Si l’on compare ceci maintenant avec les chiffres présentés plus haut concernant le nombre de grèves, on constate grosso modo que les systèmes économiques les plus libéraux ont également le plus petit nombre de jours de grève.

4.5. Les femmes dans les syndicats

Un changement important dans le mouvement syndical de ces dernières 30 années est le changement du taux de syndicalisation des femmes. Nous présentons ici les chiffres comparés entre 1970 et 2001 pour trois pays. En général, le nombre de femmes syndiquées a crû de 100% pendant la période. Les raisons en sont pour une part la croissance exponentielle de l’activité féminine et d’autre part également la chute du nombre d’hommes syndiqués. Cependant, il faut noter que ces importants changements structurels se sont fort peu fait sentir aux niveaux supérieurs de la hiérarchie des syndicats dans la plupart des pays.

5. Conclusions

Nous avions ces vingt-cinq dernières années une situation :

— de crise économique

— de recul de l’activité de lutte de classe avec des défaites symboliques ( les mineurs en Grande-Bretagne dans les années 1980)

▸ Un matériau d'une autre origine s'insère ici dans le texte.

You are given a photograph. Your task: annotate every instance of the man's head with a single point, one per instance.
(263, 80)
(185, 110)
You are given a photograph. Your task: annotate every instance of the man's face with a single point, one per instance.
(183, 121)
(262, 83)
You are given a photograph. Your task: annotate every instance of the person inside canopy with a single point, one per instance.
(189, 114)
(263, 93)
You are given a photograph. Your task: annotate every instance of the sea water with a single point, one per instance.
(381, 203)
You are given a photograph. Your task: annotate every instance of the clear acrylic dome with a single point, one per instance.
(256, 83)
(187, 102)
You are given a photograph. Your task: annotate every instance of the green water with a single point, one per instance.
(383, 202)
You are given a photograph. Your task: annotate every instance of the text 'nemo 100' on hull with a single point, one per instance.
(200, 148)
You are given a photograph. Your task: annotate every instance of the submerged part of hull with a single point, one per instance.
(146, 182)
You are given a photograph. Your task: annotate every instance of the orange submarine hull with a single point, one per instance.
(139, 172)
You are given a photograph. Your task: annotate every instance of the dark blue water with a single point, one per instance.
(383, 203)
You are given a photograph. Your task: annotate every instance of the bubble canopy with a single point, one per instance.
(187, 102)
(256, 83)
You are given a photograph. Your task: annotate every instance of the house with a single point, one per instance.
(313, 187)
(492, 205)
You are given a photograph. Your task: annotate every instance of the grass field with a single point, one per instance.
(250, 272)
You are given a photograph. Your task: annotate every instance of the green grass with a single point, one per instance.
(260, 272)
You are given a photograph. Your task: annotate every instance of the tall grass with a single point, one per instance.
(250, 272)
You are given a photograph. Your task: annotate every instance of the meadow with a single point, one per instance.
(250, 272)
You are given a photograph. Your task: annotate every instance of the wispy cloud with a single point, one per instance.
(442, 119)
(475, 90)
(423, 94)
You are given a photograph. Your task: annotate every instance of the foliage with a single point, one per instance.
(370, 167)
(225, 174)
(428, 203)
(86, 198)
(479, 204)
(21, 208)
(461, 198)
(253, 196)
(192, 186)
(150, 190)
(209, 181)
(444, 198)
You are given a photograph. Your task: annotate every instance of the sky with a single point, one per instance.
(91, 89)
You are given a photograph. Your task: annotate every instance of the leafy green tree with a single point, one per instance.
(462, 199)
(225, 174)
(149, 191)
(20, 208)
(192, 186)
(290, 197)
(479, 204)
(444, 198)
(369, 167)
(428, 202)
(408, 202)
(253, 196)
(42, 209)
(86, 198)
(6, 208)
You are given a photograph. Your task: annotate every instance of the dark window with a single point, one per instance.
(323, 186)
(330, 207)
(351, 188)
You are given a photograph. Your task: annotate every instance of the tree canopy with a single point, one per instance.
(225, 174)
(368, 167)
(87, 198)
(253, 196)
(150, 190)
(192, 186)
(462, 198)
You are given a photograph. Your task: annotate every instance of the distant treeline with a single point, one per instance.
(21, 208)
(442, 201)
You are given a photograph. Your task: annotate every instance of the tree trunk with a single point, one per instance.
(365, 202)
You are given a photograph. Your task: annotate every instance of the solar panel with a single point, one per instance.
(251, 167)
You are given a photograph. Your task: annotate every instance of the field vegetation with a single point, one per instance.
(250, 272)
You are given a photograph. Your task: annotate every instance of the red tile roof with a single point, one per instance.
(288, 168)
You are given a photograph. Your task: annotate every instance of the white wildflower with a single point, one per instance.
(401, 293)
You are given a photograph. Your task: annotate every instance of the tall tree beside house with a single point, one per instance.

— de politique d’accommodation et de capitulation des principales organisations syndicales dans les pays capitalistes d’Europe face à l’offensive libérale du Capital.

— de recul général du taux de syndicalisation.

Dans les trois dernières années, il semble d’après les chiffres récents qu’un revirement soit en train de se produire, le nombre de jours de grève (et par endroits le taux de syndicalisation) sont en augmentation, et nous avons une succession de luttes économiques et politiques menées par les syndicats mais :

— Presque toutes ces luttes (et leur nombre croît) sont de nature défensive, elles sont dirigées par exemple en Allemagne contre la tentative de rallonger le temps de travail, de diminuer les salaires et de rendre les conditions de travail encore plus dures.

— Face au patronat européen ,qui a développé une stratégie commune contre la classe ouvrière, il n’existe pas de stratégie visible commune des organisations syndicales (à l’exception des fédérations des transports qui ont impulsé avec succès une action contre la directive sur les transports dans l’Union européenne) et il n’y a que très peu d’actions communes.

— Les syndicats sont encore toujours trop nationaux.

— Une grande partie des directions syndicales est étroitement liée aux partis qui défendent une ligne de politique libérale de marché, et /ou est purement et simplement corrompue.

La tâche essentielle du mouvement syndical européen dans les prochaines années est de s’opposer à la stratégie européenne du patronat, qui se manifeste au plan économique de façon visible par une aggravation de la flexibilité et de la mobilité. Sur le plan politique, ce sont des projets comme l’Agenda de Lisbonne, avec la tentative de le mettre en place grâce à une batterie de mesures particulières, aux nombre desquelles la directive sur les transports, la directive Bolkestein ou le projet de Constitution. Il s’agit d’y opposer une stratégie syndicale unitaire européenne transfrontières qui organise réellement l’action, ce qui nécessite de dépasser le cadre des organisations internationales syndicales purement bureaucratiques actuelles.